I am trying to come up with a way to do a projection within a data frame, preferably dplyr
.
library("dplyr")
set.seed(1)
df0 <- data_frame(t = 0:5,
r = c(NA, rnorm(n = 5, mean = 1, sd = 0.1)),
P = c(100, rep(x = NA, times = 5)))
df0
# Source: local data frame [6 x 3]
#
# t r P
# (int) (dbl) (dbl)
# 1 0 NA 100
# 2 1 0.9373546 NA
# 3 2 1.0183643 NA
# 4 3 0.9164371 NA
# 5 4 1.1595281 NA
# 6 5 1.0329508 NA
I am little stuck as to how to run the projection model recursively...
df0 %>%
mutate(P = ifelse(test = is.na(P), yes = lag(P)*r, no = P))
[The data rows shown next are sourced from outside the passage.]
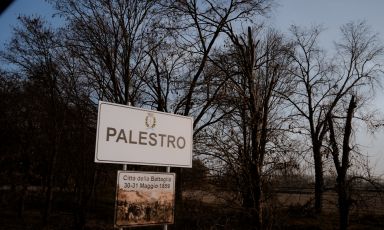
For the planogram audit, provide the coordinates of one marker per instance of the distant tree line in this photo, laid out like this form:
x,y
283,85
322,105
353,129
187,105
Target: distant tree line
x,y
264,104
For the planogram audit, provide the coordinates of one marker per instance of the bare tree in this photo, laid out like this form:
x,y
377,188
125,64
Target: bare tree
x,y
248,137
321,84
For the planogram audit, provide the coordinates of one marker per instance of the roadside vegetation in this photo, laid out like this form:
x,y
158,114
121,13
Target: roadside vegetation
x,y
275,115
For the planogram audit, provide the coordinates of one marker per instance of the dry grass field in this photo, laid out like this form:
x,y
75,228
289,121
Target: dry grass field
x,y
205,210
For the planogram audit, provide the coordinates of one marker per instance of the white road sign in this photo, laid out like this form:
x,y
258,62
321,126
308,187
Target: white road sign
x,y
129,135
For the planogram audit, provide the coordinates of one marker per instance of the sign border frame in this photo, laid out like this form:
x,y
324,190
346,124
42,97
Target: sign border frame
x,y
97,160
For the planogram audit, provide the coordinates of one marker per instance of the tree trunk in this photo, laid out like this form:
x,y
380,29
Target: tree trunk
x,y
343,202
319,180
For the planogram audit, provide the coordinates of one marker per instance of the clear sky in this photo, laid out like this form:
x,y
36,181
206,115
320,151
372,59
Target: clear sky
x,y
329,13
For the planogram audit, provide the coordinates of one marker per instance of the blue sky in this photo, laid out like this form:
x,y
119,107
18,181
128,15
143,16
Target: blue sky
x,y
329,13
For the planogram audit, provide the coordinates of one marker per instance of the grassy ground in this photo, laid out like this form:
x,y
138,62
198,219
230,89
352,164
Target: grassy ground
x,y
200,210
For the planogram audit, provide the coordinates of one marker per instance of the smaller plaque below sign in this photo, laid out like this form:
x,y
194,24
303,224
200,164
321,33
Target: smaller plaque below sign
x,y
144,198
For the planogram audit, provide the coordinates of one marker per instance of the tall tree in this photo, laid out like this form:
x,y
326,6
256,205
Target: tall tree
x,y
322,85
243,141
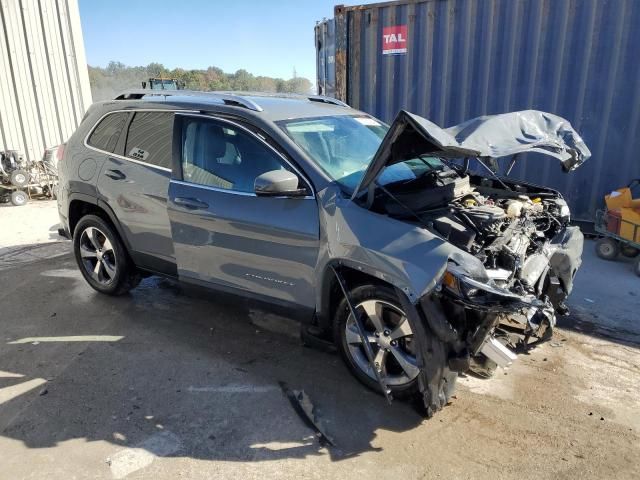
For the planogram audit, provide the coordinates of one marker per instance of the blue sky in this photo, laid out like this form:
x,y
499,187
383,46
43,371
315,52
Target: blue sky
x,y
270,37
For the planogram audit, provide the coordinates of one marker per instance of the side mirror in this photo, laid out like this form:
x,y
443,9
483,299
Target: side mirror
x,y
278,183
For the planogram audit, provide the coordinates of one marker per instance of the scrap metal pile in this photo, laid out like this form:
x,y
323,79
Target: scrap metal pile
x,y
21,179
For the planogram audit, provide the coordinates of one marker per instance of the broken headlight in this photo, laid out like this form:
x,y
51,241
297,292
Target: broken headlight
x,y
457,283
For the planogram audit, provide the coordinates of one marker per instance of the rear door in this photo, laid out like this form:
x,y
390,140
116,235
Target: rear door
x,y
222,232
134,182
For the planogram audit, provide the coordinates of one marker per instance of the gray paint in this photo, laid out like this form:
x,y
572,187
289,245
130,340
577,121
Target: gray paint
x,y
280,249
574,58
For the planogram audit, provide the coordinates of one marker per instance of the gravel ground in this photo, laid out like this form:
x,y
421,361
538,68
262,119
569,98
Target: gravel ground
x,y
173,383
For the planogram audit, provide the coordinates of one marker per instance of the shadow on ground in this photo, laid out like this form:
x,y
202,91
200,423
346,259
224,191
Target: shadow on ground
x,y
169,371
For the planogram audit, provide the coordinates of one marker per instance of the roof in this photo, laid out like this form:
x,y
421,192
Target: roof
x,y
273,106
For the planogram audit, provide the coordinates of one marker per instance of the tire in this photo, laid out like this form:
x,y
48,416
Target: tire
x,y
19,178
19,198
441,381
102,258
607,248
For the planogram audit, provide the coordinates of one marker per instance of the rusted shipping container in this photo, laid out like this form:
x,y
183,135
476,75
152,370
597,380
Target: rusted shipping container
x,y
451,60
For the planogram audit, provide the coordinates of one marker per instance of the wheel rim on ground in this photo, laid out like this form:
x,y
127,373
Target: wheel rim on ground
x,y
391,338
98,256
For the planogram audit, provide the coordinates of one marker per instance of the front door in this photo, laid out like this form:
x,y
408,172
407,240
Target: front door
x,y
223,233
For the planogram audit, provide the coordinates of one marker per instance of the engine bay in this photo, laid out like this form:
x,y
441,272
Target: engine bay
x,y
507,225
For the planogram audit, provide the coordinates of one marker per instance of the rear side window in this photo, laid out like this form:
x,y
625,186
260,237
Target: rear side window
x,y
149,138
223,156
105,135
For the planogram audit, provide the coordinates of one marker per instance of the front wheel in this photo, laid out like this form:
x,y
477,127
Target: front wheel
x,y
393,339
102,257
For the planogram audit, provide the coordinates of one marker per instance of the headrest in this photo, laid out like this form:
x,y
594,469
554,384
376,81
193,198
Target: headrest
x,y
214,144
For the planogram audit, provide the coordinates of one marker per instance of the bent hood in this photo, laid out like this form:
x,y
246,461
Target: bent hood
x,y
490,136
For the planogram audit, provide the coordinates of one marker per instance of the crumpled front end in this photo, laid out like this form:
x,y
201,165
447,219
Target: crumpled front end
x,y
482,321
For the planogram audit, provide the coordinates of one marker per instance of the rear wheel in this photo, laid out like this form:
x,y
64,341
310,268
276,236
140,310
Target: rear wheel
x,y
102,258
393,339
607,248
19,198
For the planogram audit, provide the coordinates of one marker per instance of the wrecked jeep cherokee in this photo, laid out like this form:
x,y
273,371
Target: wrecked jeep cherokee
x,y
382,238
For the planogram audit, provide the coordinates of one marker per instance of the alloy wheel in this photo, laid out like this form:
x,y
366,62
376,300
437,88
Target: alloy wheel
x,y
391,338
98,256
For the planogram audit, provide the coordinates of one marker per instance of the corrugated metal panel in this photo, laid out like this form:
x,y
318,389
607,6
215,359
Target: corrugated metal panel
x,y
326,57
44,84
466,58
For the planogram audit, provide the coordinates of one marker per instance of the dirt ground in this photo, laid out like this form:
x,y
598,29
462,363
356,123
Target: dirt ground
x,y
173,383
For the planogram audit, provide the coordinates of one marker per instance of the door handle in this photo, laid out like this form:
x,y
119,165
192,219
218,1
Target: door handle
x,y
115,174
191,203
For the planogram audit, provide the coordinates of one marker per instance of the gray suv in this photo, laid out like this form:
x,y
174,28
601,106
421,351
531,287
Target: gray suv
x,y
402,244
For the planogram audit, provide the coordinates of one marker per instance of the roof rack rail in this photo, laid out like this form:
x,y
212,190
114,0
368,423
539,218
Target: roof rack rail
x,y
225,98
323,99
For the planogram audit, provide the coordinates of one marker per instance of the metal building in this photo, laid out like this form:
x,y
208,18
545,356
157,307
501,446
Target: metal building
x,y
44,81
451,60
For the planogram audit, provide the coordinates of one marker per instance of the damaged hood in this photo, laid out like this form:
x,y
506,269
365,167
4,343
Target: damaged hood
x,y
490,136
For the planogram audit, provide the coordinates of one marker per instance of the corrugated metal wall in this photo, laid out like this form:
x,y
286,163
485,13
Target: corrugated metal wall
x,y
44,82
466,58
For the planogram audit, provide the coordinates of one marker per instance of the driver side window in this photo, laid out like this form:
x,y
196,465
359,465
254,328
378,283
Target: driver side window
x,y
220,155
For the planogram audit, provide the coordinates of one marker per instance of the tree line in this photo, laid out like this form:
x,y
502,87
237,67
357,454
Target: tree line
x,y
116,77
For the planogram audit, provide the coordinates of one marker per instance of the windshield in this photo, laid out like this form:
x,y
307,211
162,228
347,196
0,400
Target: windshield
x,y
343,146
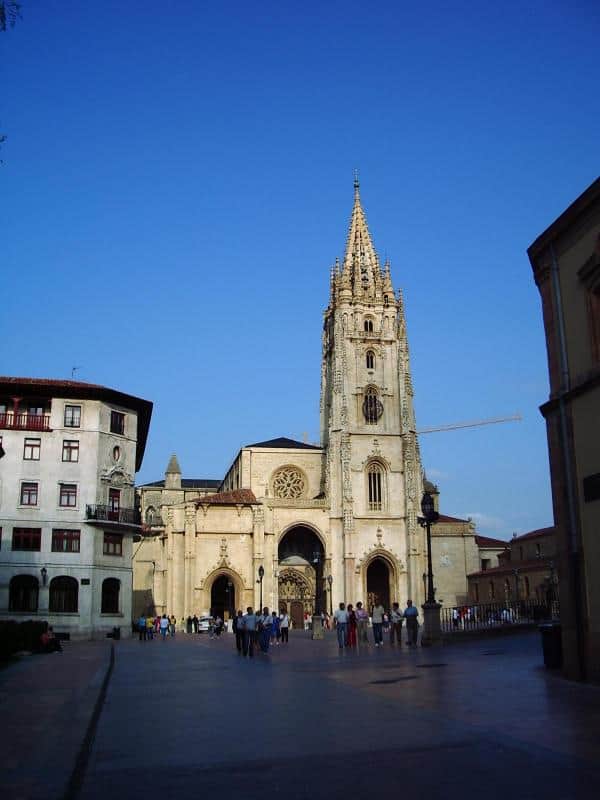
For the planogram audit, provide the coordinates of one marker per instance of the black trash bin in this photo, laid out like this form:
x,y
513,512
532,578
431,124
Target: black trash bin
x,y
551,645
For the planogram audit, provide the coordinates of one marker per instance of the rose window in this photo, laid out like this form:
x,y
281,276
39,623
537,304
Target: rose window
x,y
288,483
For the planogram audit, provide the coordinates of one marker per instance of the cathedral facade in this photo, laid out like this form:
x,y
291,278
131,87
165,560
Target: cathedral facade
x,y
303,527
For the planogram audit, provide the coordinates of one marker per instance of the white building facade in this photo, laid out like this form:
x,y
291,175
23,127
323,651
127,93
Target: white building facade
x,y
67,503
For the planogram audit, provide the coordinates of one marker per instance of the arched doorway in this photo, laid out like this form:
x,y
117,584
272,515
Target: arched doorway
x,y
222,597
301,580
378,584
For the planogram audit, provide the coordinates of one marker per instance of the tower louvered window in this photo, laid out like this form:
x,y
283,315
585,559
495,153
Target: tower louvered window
x,y
375,479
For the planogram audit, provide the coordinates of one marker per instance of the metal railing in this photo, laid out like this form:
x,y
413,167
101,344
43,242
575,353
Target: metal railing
x,y
478,616
103,513
25,422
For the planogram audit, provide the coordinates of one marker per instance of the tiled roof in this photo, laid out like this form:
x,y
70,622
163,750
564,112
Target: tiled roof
x,y
535,565
486,541
534,534
52,387
189,483
285,444
237,497
446,518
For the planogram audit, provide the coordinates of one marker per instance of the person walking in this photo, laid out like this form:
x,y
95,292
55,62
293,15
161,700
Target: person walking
x,y
351,632
238,629
362,623
341,623
377,616
164,626
250,623
396,624
275,628
284,626
150,627
264,627
412,623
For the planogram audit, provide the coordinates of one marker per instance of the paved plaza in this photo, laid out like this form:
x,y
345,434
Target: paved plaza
x,y
189,718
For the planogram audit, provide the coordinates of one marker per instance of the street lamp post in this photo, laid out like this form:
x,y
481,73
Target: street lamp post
x,y
261,575
431,610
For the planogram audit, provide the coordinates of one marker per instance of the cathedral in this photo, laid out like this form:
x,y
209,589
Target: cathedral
x,y
302,527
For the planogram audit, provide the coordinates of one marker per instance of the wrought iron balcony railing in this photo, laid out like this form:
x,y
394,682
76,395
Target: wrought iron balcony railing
x,y
25,422
102,513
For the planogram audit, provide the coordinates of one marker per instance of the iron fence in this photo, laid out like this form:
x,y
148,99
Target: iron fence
x,y
476,616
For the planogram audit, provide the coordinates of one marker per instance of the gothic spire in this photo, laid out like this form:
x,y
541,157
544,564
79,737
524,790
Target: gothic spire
x,y
361,265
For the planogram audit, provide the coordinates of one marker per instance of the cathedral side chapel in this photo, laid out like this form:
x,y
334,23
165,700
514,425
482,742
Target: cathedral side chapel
x,y
303,526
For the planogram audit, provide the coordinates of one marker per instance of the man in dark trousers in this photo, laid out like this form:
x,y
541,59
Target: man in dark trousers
x,y
238,629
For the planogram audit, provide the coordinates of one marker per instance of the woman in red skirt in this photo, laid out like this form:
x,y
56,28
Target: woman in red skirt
x,y
351,627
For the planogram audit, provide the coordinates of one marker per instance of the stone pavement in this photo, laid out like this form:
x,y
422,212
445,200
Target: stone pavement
x,y
46,704
188,718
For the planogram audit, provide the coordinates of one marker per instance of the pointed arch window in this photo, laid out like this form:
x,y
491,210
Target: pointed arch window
x,y
375,486
372,406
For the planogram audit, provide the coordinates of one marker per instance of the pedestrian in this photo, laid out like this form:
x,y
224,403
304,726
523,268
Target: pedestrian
x,y
284,626
164,626
351,632
250,624
396,624
412,623
264,627
275,628
238,629
377,616
362,623
341,623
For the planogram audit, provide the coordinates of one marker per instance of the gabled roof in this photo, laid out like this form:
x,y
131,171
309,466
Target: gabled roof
x,y
285,444
188,483
77,390
486,541
534,534
237,497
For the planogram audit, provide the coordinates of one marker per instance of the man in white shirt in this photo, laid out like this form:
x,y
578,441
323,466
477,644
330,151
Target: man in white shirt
x,y
341,624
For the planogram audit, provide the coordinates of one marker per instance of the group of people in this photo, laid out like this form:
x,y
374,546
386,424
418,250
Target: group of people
x,y
261,630
151,626
351,624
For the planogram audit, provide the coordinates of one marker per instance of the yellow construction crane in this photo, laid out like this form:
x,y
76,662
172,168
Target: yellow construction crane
x,y
472,424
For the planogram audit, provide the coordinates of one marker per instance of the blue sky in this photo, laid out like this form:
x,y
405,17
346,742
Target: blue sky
x,y
177,182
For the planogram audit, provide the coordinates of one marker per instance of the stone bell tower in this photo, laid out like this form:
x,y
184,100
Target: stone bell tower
x,y
372,467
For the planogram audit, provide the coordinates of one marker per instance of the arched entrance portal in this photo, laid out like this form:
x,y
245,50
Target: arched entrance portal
x,y
301,582
378,584
222,597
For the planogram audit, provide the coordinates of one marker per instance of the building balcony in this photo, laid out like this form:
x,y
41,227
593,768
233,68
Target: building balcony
x,y
25,422
107,516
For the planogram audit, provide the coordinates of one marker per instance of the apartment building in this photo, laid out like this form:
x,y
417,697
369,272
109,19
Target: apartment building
x,y
67,503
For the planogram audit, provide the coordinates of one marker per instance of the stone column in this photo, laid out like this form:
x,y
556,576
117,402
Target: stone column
x,y
189,559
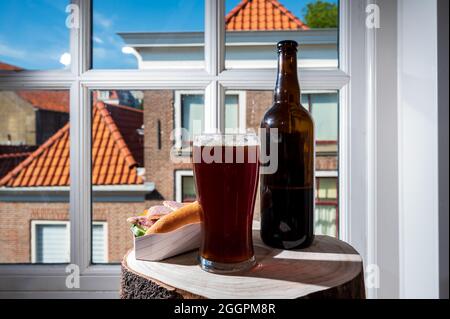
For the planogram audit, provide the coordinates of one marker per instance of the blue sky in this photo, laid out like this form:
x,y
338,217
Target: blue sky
x,y
33,34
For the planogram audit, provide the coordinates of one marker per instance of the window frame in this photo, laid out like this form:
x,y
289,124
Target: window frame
x,y
179,174
354,129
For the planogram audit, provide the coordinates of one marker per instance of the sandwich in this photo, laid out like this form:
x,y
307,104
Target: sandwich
x,y
165,218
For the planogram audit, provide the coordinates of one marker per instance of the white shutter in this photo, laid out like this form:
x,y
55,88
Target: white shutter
x,y
52,243
231,113
98,244
325,220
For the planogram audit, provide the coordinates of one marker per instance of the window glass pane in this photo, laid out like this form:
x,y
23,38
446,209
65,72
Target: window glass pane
x,y
51,244
192,108
192,113
231,113
325,113
254,27
142,34
34,174
188,189
135,160
33,35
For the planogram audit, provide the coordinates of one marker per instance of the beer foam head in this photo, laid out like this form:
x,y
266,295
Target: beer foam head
x,y
250,139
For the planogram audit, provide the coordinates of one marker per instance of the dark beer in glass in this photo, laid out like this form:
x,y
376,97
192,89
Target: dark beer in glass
x,y
226,170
# Source: local data frame [6 x 3]
#
# t r P
# (int) (dbl) (dbl)
# 1 0 NA 100.00000
# 2 1 0.9373546 93.73546
# 3 2 1.0183643 NA
# 4 3 0.9164371 NA
# 5 4 1.1595281 NA
# 6 5 1.0329508 NA
Does anyone know if this is possible?
I have in mind to do this across multiple regions using group_by
. The data frame will be quite large, hence the preference for a speedy solution on something other than a data.frame
type object.
The only solution I can think of thus far uses a for
loop...
for(i in 1:5)
df0 <- df0 %>% mutate(P = ifelse(is.na(P), yes = lag(P)*r, no = P))
df0
# Source: local data frame [6 x 3]
#
# t r P
# (int) (dbl) (dbl)
# 1 0 NA 100.00000
# 2 1 0.9373546 93.73546
# 3 2 1.0183643 95.45685
# 4 3 0.9164371 87.48020
# 5 4 1.1595281 101.43575
# 6 5 1.0329508 104.77814
... which can lead to memory problems with my big data set and given all I have read about for
loops in R, is probably not the best solution available.
EDIT
Some nice answers using purrr
to a very similar questions but for simulations. Written up in a blog post.